A police union for the U.S. Park Police will not be releasing the name of the officer involved in an attack on an Australian TV crew that was reporting on the D.C. protests on Monday.
The incident was caught on camera and broadcast live on air on the Australian show “Sunrise.”
Kenneth Spencer, chairman of The Fraternal Order of Police United States Park Police Labor Committee, said in a statement that the union will not identify the officer due to the pending investigation of U.S. Park Police and “Privacy Act issues.”
Two U.S. Park Police officers have been assigned administrative duties while an investigation is conducted on what happened.
Spencer also said U.S. Park Police can be contacted regarding the supervisor involved because the union does not represent sergeants.
Spencer said reporter Amelia Brace and cameraman Tim Myers were in a “very dangerous area in the middle of violent protesters” that were being cleared from Lafayette Park.
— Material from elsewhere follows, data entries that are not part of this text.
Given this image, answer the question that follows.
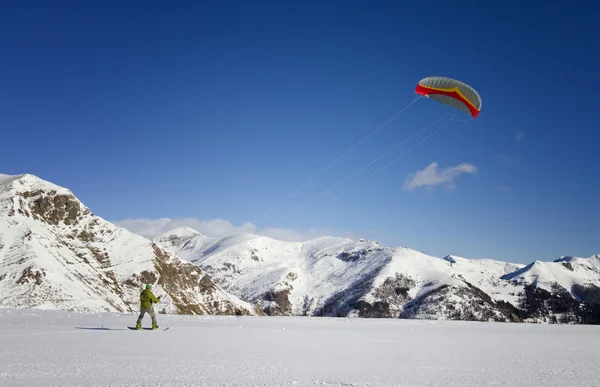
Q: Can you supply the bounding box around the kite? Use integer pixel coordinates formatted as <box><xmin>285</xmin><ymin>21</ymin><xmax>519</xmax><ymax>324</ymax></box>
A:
<box><xmin>415</xmin><ymin>77</ymin><xmax>481</xmax><ymax>118</ymax></box>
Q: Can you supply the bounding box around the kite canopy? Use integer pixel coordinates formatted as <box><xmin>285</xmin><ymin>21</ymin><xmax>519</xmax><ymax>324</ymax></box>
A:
<box><xmin>415</xmin><ymin>77</ymin><xmax>481</xmax><ymax>118</ymax></box>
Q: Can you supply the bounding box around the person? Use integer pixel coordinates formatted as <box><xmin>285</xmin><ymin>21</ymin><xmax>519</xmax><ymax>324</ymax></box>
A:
<box><xmin>135</xmin><ymin>284</ymin><xmax>160</xmax><ymax>330</ymax></box>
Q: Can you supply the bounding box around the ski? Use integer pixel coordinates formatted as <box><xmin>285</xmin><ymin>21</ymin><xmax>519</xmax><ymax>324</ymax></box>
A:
<box><xmin>127</xmin><ymin>327</ymin><xmax>170</xmax><ymax>331</ymax></box>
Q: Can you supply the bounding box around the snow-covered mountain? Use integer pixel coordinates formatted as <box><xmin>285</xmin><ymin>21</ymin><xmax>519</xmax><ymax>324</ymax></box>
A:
<box><xmin>154</xmin><ymin>228</ymin><xmax>600</xmax><ymax>321</ymax></box>
<box><xmin>0</xmin><ymin>175</ymin><xmax>600</xmax><ymax>323</ymax></box>
<box><xmin>0</xmin><ymin>174</ymin><xmax>262</xmax><ymax>314</ymax></box>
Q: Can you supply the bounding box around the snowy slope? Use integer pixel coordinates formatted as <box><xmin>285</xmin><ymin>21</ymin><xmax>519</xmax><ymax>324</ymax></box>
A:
<box><xmin>155</xmin><ymin>228</ymin><xmax>524</xmax><ymax>321</ymax></box>
<box><xmin>155</xmin><ymin>228</ymin><xmax>600</xmax><ymax>321</ymax></box>
<box><xmin>502</xmin><ymin>255</ymin><xmax>600</xmax><ymax>298</ymax></box>
<box><xmin>0</xmin><ymin>309</ymin><xmax>600</xmax><ymax>387</ymax></box>
<box><xmin>0</xmin><ymin>175</ymin><xmax>262</xmax><ymax>314</ymax></box>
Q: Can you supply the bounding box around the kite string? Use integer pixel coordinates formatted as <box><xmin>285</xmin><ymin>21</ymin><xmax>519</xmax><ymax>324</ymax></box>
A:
<box><xmin>284</xmin><ymin>113</ymin><xmax>456</xmax><ymax>228</ymax></box>
<box><xmin>266</xmin><ymin>111</ymin><xmax>452</xmax><ymax>228</ymax></box>
<box><xmin>252</xmin><ymin>95</ymin><xmax>422</xmax><ymax>223</ymax></box>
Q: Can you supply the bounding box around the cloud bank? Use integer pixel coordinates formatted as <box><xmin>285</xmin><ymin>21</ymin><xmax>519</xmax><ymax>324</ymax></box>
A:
<box><xmin>112</xmin><ymin>217</ymin><xmax>359</xmax><ymax>241</ymax></box>
<box><xmin>402</xmin><ymin>162</ymin><xmax>477</xmax><ymax>191</ymax></box>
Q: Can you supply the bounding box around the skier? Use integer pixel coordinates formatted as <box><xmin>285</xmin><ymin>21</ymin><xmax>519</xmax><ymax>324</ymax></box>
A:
<box><xmin>135</xmin><ymin>284</ymin><xmax>160</xmax><ymax>330</ymax></box>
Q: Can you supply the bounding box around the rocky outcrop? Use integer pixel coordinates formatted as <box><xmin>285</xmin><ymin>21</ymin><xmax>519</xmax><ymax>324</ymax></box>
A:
<box><xmin>0</xmin><ymin>175</ymin><xmax>262</xmax><ymax>315</ymax></box>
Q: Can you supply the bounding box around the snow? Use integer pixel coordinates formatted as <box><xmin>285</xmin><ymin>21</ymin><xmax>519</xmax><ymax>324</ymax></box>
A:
<box><xmin>0</xmin><ymin>175</ymin><xmax>253</xmax><ymax>311</ymax></box>
<box><xmin>155</xmin><ymin>229</ymin><xmax>524</xmax><ymax>315</ymax></box>
<box><xmin>0</xmin><ymin>308</ymin><xmax>600</xmax><ymax>387</ymax></box>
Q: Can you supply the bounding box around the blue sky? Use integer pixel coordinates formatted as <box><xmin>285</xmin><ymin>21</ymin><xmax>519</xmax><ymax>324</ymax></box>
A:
<box><xmin>0</xmin><ymin>1</ymin><xmax>600</xmax><ymax>262</ymax></box>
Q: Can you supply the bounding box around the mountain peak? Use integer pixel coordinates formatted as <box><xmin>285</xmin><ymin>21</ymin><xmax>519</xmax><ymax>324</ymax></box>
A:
<box><xmin>158</xmin><ymin>226</ymin><xmax>205</xmax><ymax>239</ymax></box>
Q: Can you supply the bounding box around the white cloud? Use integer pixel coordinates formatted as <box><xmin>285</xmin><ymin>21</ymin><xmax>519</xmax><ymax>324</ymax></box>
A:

U.S. Park Police said in a statement that protesters threw projectiles around 6:30 p.m. Monday.
The Australian crew “may have fallen,” and that because of the loud noise and the “lack of readily identifiable journalist markings,” Brace and Myers were not “readily indistinguishable from violent protesters,” Spencer said.
“We wish the Australian reporting team well and simply wish that the circumstances of their visit had been better,” Spencer said.
The Arlington County Board in Virginia withdrew its officers later that night, saying that they were used for a “purpose not worthy of our mutual aid obligations.”
Arlington County police joined a team of federal law enforcers using chemical agents and flash bangs to forcibly remove a large group of peaceful protesters from Lafayette Park, clearing a path for President Donald Trump to walk over from the White House — following a briefing vowing to crack down on protesters — and to St. John’s Church, which had been damaged in earlier protests, The Associated Press reported.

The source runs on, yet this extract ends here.